Surprise, cet après-midi-là, sur une plage publique du pays. Mégaphone en main et haut perchée dans la cabine des maîtres-nageurs, Miri Regev, la très Likoud ministre de la Culture, s’adresse à la foule des baigneurs : « Bonjour à tous ! Je suis venue vous dire que nous sommes là, sur la plage, avec notre studio ambulant. De là où je me trouve, je vois de nombreuses voix flottantes, et cela m’inquiète. Allez du côté des choses sûres. À droite toujours ! » Il lui est pourtant interdit d’utiliser des fonds publics à seule fin de propagande électorale, mais, en ce moment, ce qui compte, c’est la pêche aux voix.
Comment faire campagne dans la torpeur de l’été ? Le studio ambulant de la ministre est une réponse parfaite au casse-tête des partis politiques. Il permet de s’éloigner des politiciens et des débats tonitruants à la télé et sur les réseaux sociaux. Bleu-Blanc, la formation rivale du Likoud, avait eu une autre idée : installer de grands panneaux à l’aéroport Ben-Gourion. Mais, devant le refus des responsables aéroportuaires, les dirigeants de ce parti n’ont pas baissé les bras : ils ont choisi Chypre, l’une des destinations les plus prisées des Israéliens. À Larnaca, les voyageurs venus d’Israël ont donc eu la surprise de voir de grands panneaux électoraux avec, en hébreu, ce simple slogan : « Israël avant tout. Votez Bleu-Blanc ! »
Des pratiques très « disruptives » qui égayent une campagne classique avec ses petites phrases assassines entre camps opposés, mais aussi à l’intérieur des blocs.
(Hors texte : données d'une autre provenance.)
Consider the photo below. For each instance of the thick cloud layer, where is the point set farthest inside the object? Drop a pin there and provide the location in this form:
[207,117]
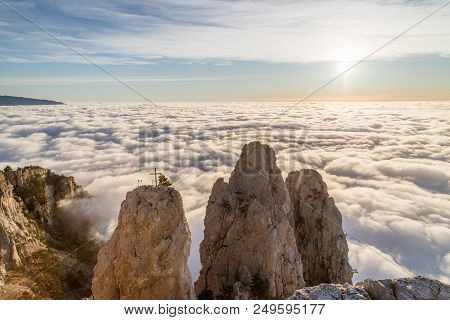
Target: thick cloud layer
[386,164]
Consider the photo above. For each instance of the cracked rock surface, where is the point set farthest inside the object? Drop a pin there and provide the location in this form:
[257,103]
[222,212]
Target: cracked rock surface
[249,241]
[318,230]
[413,288]
[146,257]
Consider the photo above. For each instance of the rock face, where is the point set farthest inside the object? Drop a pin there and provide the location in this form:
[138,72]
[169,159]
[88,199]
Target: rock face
[33,262]
[249,248]
[416,288]
[318,230]
[40,190]
[326,291]
[146,257]
[19,236]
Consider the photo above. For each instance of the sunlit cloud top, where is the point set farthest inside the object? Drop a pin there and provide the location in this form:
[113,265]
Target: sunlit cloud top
[213,50]
[124,32]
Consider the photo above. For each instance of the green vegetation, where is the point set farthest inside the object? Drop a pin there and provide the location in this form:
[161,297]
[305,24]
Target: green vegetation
[163,181]
[51,278]
[260,287]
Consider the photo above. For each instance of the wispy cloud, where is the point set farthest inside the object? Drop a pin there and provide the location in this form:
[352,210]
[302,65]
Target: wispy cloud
[270,31]
[386,164]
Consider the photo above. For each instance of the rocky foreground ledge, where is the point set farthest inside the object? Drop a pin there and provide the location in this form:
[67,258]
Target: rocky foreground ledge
[415,288]
[264,238]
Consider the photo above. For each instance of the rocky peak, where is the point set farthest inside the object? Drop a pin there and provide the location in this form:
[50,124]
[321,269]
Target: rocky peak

Derniers exemples en date : le chef du Parti travailliste, Amir Peretz, qui a fait alliance, rappelons-le, avec Gesher – droite sociale – d’Orly Levy-Abecassis, est attaqué sur sa gauche, où on affirme déjà que, après les élections, il trahira et s’alliera avec le Likoud de Netanyahou.
Au sein du bloc de droite, on assiste à un tir nourri entre l’ex-ministre de la Justice Ayelet Shaked, aujourd’hui la dirigeante de Yemina (« À droite » en français), et Miri Regev. Toutes deux se traitent mutuellement d’opportunistes. Shaked accuse Regev d’avoir empêché son entrée au Likoud, il y a quelques mois, après son échec électoral, en avril dernier. Pas en reste, Miri a répondu : « C’est Netanyahou qui n’a pas voulu d’elle au Likoud, car il n’avait pas confiance. »
Soufflé
Et pourtant ! On a bien cru, ces derniers jours, que s’en était fini de la torpeur estivale en raison de deux « affaires » potentiellement explosives. D’abord, ce scoop publié par le quotidien indépendant Haaretz : Ayelet Shaked (encore elle) aurait dépêché des émissaires chargés d’offrir au Premier ministre une sorte de marché gagnant-gagnant : en échange d’une bonne place sur la liste Likoud – ce qui permettrait, en cas de victoire, à Mme Shaked de retrouver son poste de ministre de la Justice –, M. Netanyahou bénéficierait de l’immunité dans les trois affaires de corruption dont il est accusé. Pour mieux faire valoir le bien-fondé du marché, les émissaires auraient même laissé entendre que le conseiller juridique du gouvernement, Avichaï Mandelblit, qui est aussi le procureur général, était « dans la poche » d’Ayelet Shaked. Petit rappel : c’est ce même M. Mandelblit qui entend mettre Benyamin Netanyahou en examen. La décision définitive devrait être prise après une audience avec les avocats du Premier ministre au début de mois d’octobre.
Les protagonistes, Mme Shaked et M. Netanyahou, ont démenti. Les appels de la gauche pour l’ouverture d’une enquête en bonne et due forme dans ce qui paraît être une tentative de corruption sont restés sans effet. Et le soufflé de retomber aussi vite qu’il était monté.